Yes, that’s true. Indeed, most claims that require FSCS intervention seem to involve mis-selling, where consumers took advice from a so-called investment professional.
However, the FSCS did step in to assist customers of Beaufort Securities and SVS Securities – two UK brokers that collapsed [17] in 2018 and 2019 respectively.
In both cases, the FSCS made good customers who would otherwise have taken a haircut because client assets were earmarked to pay the fees of the insolvency administrator.
It turns out that administrators are not creditors. So they can dip into the pool of supposedly segregated customer assets, at the discretion of the FCA, if there’s no other way to meet the bill.
Passively paranoid
During the wind-up of Beaufort Securities, the FCA used the FSCS scheme to ensure that most but not all customers avoided a hit.

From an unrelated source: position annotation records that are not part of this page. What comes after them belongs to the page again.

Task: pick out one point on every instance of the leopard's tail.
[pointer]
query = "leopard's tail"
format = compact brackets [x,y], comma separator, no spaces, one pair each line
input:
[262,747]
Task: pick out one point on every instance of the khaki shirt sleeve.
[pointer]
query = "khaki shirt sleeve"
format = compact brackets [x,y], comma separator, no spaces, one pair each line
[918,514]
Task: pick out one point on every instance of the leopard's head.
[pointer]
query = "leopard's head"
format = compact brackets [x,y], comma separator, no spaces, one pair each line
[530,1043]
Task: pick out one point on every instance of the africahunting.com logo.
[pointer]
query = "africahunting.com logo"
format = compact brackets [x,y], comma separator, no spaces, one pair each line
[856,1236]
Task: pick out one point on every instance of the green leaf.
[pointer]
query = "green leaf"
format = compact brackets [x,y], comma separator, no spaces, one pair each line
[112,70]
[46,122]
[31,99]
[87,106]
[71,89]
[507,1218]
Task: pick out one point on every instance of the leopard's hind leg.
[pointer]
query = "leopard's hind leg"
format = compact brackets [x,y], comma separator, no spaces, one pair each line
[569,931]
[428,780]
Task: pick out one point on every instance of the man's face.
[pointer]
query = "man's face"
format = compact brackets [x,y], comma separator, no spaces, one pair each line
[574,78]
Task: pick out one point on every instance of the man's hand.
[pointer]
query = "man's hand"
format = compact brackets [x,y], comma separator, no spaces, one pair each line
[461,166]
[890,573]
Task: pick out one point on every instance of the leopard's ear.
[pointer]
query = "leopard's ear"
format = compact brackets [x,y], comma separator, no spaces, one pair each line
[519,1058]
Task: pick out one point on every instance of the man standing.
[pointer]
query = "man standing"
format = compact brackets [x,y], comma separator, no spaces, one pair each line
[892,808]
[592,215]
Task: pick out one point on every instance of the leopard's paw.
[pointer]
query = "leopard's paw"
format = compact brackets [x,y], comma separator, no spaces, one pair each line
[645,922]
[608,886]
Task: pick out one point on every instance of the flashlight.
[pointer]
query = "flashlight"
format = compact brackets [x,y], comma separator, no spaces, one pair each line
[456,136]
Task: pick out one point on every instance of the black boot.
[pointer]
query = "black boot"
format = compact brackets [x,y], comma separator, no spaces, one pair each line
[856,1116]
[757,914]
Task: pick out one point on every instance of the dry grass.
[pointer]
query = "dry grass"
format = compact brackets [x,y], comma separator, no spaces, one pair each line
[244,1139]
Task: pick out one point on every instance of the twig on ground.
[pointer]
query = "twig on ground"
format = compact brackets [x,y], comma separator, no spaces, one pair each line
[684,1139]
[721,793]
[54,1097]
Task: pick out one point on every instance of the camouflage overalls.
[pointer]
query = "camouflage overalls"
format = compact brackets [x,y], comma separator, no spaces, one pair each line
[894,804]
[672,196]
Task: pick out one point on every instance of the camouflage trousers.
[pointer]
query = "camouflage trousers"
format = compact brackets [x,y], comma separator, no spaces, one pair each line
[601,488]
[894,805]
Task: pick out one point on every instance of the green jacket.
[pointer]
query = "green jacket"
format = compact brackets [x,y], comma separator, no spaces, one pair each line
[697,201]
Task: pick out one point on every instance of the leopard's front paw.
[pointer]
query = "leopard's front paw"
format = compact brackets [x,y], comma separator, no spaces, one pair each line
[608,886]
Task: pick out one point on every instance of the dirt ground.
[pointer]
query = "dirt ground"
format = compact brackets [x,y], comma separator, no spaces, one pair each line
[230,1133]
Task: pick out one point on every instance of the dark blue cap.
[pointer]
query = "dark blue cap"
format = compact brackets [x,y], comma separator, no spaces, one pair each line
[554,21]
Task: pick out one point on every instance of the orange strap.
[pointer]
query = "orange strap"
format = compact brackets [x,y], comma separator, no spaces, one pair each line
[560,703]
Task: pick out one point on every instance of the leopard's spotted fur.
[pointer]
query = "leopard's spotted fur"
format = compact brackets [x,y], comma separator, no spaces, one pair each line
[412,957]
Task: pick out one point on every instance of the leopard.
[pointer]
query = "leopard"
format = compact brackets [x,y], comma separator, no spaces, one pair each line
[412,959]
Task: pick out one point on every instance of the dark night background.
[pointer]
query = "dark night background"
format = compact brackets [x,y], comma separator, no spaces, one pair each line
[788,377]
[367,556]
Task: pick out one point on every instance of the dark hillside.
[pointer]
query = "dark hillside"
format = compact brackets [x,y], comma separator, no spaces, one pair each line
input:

In this case, people didn’t lose everything. But clients with a very large account balance took a haircut that exceeded the FSCS compensation limit. Whereas most customers took a percentage loss on a relatively small total account balance, meaning their share of the shortfall was inside the FSCS cap.
So you may decide that you don’t need to fret when your account balance reaches £85,000. That you’ll only need the FSCS to cover you for a percentage of whatever amount you’re owed.
On the other hand, my biggest fear is the (admittedly small) chance of being caught up in a massive financial fraud.
It’s not hard to picture a scenario in which a firm tells you, “Don’t worry your cash is safely tucked away in Vanguard funds,” when it’s actually been spent on a fleet of supercars and crypto bets.
- For a full picture of why your brokerage account may not be as ironclad as you’d like, please read this piece on the weaknesses of industry-default nominee accounts [18].
What should you do?
We’ve had many discussions in the Monevator comment threads about how far to go [19] for peace-of-mind.
Most people accept that their chance of needing FSCS compensation is acceptably low. Hence few of us open a new brokerage account for every £85,000 worth of investment assets we own.
But anyone with a large holding would be well-advised to diversify.
I personally operate across two different, reputable brokers. The Investor uses at least four that I know of.
Even if it all ends happily ever after, broker insolvencies can take many months to clean up. During that time your funds will be inaccessible.
If liquidity is important to you, then you’d be wise to spread your assets across multiple platforms, regardless of the FSCS.
Managing broker risk
No guarantees but here’s some tips if peace of mind is extremely important to you. Choose at least one broker that is:
- Big not small
- Listed rather than private (greater scrutiny)
- Profitable (check their annual report)
- High credit rating rather than low or no rating
- Doesn’t offer margin, loan out stocks, or run their own trading desk
Brokers can buy ‘Excess of FSCS cover’. This is an insurance scheme that apparently “protects investors for deposits above the level that the FSCS will reimburse.”
I haven’t seen any online broker advertise it as a USP, but it’d certainly offer some comfort if you find a platform that does.
Getting the answers you want about FSCS investment protection
As discussed, the FSCS expects you to contact your broker for reassurance that they are properly protected by the compensation scheme.
However, investment platform support staff are often inadequately trained in this area.
You may get a vague, confusing, or inaccurate reply. Ask two different people at the firm and their responses can be worryingly inconsistent.
Moreover, while some brokers clearly explain their level of FSCS investment protection on their website, others do not. Even when their coverage is perfectly fine!
So you might have to persevere.
A line like this may do the trick:
“Is my investment account covered by FSCS protection up to £85,000 if your firm becomes insolvent?”
Then make sure they specifically answer that question without fobbing you off with talk about cash protection, client money, or segregated assets.
The answer you need is that your investment holdings are covered by the FSCS.